Les figures 33 à 36 sont des vues illustrant la mise en oeuvre d'un huitième mode de réalisation du dispositif selon l'invention.

Les figures 37, 38 et 39 illustrent les étapes successives de la mise en oeuvre d'un neuvième mode de réalisation du dispositif de seringue selon l'invention.

Les figures 40, 41 et 42 sont des vues en élévation partielle illustrant trois variantes d'exécution possibles de la réalisation des figures 37

à 39.

La figure 43 est une vue en coupe élévation partielle d'un dixième mode de réalisation du dispositif selon l'invention.

La figure 44 est une vue analogue à la figure 40 d'un onzième mode de réalisation du dispositif selon l'invention.

La figure 45 est une vue en coupe longitudinale et élévation partielle d'un douzième mode de réalisation du dispositif de seringue selon l'invention.

La figure 46 est une vue en coupe longitudinale et élévation partielle d'un treizième mode de réalisation du dispositif de conditionnement visé par l'invention.

On décrira tout d'abord en référence aux figures 1 à 10, un mode de réalisation du procédé pour constituer une préparation injectable selon l'invention, et du dispositif de réhydratation sous vide pour la mise en oeuvre de ce procédé.

On charge dans une seringue 1 , munie d'un robinet ou vanne 2 à la place de son aiguille d'injection, un principe actif 3 pesé et ramené à un volume proche ou égal à celui occupé par la forme semi-solide par pression du piston 4 (figure 2) de la seringue 1 avant ou après mise sous vide d'air. Aux figures 2 et 3, on peut admettre par exemple que le principe actif 3 est comprimé par le piston 3 porté par sa tige 5, avant mise sous vide d'air, opération effectuée au stade de la figure 3. On équipe la tige 5 d'une pièce 26 de retenue du piston 4 prenant appui sur l'extrémité de la seringue 1 , et ce en raison du vide dans le volume du principe actif 3. Le principe actif 3 peut être prétraité pour s'adapter au volume final et/ou pour favoriser l'hydratation suivante. On peut ainsi calculer sa granulométrie par broyage, par spray-drying ou par lyophilisation à une concentration déterminée.

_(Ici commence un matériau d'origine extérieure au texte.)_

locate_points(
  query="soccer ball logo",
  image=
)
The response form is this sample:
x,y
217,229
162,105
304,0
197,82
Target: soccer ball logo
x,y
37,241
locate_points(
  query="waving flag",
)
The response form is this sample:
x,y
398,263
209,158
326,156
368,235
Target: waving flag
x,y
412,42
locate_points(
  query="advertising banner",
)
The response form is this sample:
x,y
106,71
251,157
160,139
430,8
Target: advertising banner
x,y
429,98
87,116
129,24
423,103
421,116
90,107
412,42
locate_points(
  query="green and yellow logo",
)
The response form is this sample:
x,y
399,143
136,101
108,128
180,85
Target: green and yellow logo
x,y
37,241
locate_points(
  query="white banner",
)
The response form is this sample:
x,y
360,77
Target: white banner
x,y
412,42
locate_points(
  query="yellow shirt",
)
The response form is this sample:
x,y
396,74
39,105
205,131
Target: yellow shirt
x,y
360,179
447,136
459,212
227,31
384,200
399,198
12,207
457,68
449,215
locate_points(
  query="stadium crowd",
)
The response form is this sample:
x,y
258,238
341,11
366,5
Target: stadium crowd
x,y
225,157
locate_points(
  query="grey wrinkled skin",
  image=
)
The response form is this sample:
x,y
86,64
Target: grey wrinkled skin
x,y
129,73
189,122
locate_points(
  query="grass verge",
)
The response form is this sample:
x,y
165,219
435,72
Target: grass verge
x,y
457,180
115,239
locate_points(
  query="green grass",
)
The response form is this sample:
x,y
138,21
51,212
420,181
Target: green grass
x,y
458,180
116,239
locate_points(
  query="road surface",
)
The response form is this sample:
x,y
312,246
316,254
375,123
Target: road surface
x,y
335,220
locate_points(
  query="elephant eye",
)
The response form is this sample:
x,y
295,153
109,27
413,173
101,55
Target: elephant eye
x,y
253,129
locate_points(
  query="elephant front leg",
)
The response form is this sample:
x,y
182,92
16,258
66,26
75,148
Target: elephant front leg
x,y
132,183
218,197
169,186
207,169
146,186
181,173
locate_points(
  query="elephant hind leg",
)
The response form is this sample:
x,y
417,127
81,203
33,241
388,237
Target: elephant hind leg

La seringue 1 de dosage contenant le principe actif sous vide 3 est alors connectée (figure 4) par la vanne étanche 2 avec une même seringue 6 contenant un volume 7 de liquide de réhydratation du solide 3, par exemple de l'eau. Ce volume liquide 7 est contenu dans la seringue 6 par le piston 8 et la tige 9 de cette seringue.

Puis la vanne 2 est ouverte (figure 5), de sorte que le liquide 7 passe dans le solide 3 par aspiration sous l'action du vide, plus éventuelle¬ ment par une action mécanique sur le piston 8. La pièce de retenue 26 peut alors être enlevée. La préparation se mélange donc d'abord dans la seringue 1 , puis est ensuite à nouveau mélangée immédiatement, ou après un temps d'hydratation, par va et vient d'une seringue à l'autre (figure 6). Ce va et vient est obtenu par action mécanique sur le piston 8 et sur le piston 4, par exemple avec un pousse-seringue ou une presse hydraulique. Une fois homogène, le mélange est immédiatement, ou après un temps de repos, réparti à l'intérieur de petites seringues telles que 11 du dispositif d'injection par dosage volumétrique à partir d'une des deux seringues 1 et 6 de mélange qui sont de grandes dimensions. Si la quantité et la précision du dosage dans chaque seringue 11 ne permet pas une répartition directe à partir de la seringue de préparation du mélange, notamment lorsque la seringue de mélange 6 correspond à un volume important, on utilise alors une seringue intermédiaire de plus faible diamètre pour la répartition.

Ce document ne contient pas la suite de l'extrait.